Unbalanced class distribution -> Classes missing from validation set

Hi! I’m working on a tabular classification dataset where classes are unequally distributed which often causes the validation set to have zero samples of some classes. What would be the best way to approach this? Does Fast.ai have a method to ensure all classes are included in the validation set, or should I go for upsampling/downsampling?

I am wondering the same thing. I have an image classification dataset and not all classes are showing up in the validation/test data.

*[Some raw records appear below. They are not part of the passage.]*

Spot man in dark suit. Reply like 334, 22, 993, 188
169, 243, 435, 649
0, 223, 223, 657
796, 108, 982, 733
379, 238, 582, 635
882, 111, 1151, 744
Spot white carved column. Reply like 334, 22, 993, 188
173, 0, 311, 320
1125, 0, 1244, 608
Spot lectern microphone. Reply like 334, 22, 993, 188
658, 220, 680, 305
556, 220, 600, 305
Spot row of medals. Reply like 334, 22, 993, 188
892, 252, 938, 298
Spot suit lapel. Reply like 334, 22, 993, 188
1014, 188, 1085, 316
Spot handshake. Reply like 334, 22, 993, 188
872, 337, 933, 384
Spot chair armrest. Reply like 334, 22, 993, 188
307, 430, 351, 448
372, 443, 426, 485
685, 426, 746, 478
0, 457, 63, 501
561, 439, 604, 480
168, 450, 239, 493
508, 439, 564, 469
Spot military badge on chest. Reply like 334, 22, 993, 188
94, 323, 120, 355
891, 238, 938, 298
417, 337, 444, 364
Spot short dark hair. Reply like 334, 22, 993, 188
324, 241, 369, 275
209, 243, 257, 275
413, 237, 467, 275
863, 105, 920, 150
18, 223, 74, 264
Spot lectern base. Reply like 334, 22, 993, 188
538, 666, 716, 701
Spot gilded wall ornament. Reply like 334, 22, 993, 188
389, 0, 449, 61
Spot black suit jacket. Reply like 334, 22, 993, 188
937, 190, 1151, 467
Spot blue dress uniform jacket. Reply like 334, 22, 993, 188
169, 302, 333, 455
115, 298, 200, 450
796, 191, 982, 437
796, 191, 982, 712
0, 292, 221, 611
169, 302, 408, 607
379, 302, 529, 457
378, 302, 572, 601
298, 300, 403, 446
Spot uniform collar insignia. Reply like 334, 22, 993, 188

I have 5 classes (labeled: 1, 2, 3, 4, 5) and this is the result of:
data = ImageDataBunch.from_name_re(path_img, fnames, pat, size=224, bs=bs,ds_tfms=get_transforms()).normalize(imagenet_stats)

ImageDataBunch;

Train: LabelList (4400 items)
x: ImageList
Image (3, 224, 224),Image (3, 224, 224),Image (3, 224, 224),Image (3, 224, 224),Image (3, 224, 224)
y: CategoryList
5,3,3,3,3
Path: /home/jupyter/SCUT-FBP5500_v2.1/Images;

Valid: LabelList (1100 items)
x: ImageList
Image (3, 224, 224),Image (3, 224, 224),Image (3, 224, 224),Image (3, 224, 224),Image (3, 224, 224)
y: CategoryList
5,4,4,4,3
Path: /home/jupyter/SCUT-FBP5500_v2.1/Images;

Test: None

These are the number of instances of each class:
1 (169)
2 (789)
3 (2576)
4 (1166)
5 (800)

The hashing trick provides a solution to the problem of incomplete classes in categorical problems, by using a hash function to map features to category labels in a deterministic (but possible non-unique way) onto a fixed set of categories. A subset of this type of problem, in which the data may have previously unknown classes that have not been seen before, is the case of out-of-core learning, where the data is too large to fit in memory, so you can only process a batch at a time; such a batch might not contain examples of all the classes.

Don’t be tricked by the Hashing Trick is a great blog post on the hashing trick.

Here’s an example of the implementation of the hashing trick for the Kaggle Avazu Click Through Rate Competition.

@jcatanza I’ll look into this, thanks.